The fearful narrative about artificial intelligence are that computers will eventually become smarter than people and will take over the world. There is also fear that AI could eliminate close to half of employment in the United States.
In reality, AI is is allowing computers to do things that humans used to do. Any program that replaces computer function could be considered AI. An example of this is an ATM machine. There are actually more bank tellers now that there were before ATM machines as the need for less tellers in a location allowed banks to open more branches so they could better interact with the community.
One problem with AI is that if you train the computer using past outcomes you could train in past bias. You can also train in bias into the model if you do not adequately consider all potential variables in the training.
An advantage of AI is that it can filter out “noise” which is irrelevant information that can distract from the decision making process.
It is important that future AI design is human centered. AI will provide better outcomes if they are designed to work with human psychology.
AI can also lead to what he referred to as automated stupidity. People become overly reliant on the automation and make bad decisions because of that. An example is people not paying as close attention when driving because their car has lane assist and auto stopping. This technology can actually make drivers less safe if they do not use it correctly.
When it comes to the insurance industry one question is can underwriting be computerized? In a very limited case the answer is yes. Simple underwriting such as personal auto insurance could be underwritten using AI, and in fact it usually is as you can purchase such coverage without human interaction. However, more complex lines of coverage require human judgment. AI can assist this judgment but it does not replace it.
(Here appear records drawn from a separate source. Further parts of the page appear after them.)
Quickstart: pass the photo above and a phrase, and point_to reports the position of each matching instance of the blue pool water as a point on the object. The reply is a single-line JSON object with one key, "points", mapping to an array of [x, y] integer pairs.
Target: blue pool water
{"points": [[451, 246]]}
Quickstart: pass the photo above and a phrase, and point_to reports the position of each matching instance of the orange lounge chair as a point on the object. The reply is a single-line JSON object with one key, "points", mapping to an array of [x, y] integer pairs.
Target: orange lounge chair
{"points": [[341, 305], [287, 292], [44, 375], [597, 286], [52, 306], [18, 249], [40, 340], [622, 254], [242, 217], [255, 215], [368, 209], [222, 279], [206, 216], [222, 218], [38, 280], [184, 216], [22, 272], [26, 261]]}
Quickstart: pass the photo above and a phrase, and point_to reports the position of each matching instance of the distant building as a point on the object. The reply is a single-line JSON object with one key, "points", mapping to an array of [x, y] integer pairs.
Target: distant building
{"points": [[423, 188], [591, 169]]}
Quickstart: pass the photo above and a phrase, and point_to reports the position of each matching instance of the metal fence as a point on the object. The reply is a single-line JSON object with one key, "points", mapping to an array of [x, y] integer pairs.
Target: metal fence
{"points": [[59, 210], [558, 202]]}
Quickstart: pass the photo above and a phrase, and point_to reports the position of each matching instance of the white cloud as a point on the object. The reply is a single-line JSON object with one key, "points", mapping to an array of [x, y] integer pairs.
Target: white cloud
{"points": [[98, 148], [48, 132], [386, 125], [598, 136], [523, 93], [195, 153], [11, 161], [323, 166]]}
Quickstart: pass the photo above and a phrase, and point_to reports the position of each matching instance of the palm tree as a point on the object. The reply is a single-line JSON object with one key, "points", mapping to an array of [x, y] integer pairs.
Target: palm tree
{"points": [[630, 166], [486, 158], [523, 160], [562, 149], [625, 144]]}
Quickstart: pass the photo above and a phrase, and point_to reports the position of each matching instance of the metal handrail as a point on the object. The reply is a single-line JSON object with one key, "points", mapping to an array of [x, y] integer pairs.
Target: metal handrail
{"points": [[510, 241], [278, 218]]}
Data analytics alone cannot change outcomes. They can point us in the right direction but they are not the complete solution. In order for analytics to be impactful they must be followed by the correct human judgments, decisions and behavioral change. This is a very important consideration when it comes to the use of predictive analytics in the workers’ compensation claims setting.
“Nudge” is another AI tool that can drive change. Nudge detects unwanted activity and nudges the person to change that behavior. In the workers’ compensation setting, wearable sensors could detect unsafe behaviors and “nudge” the worker to change the behavior thus preventing an injury.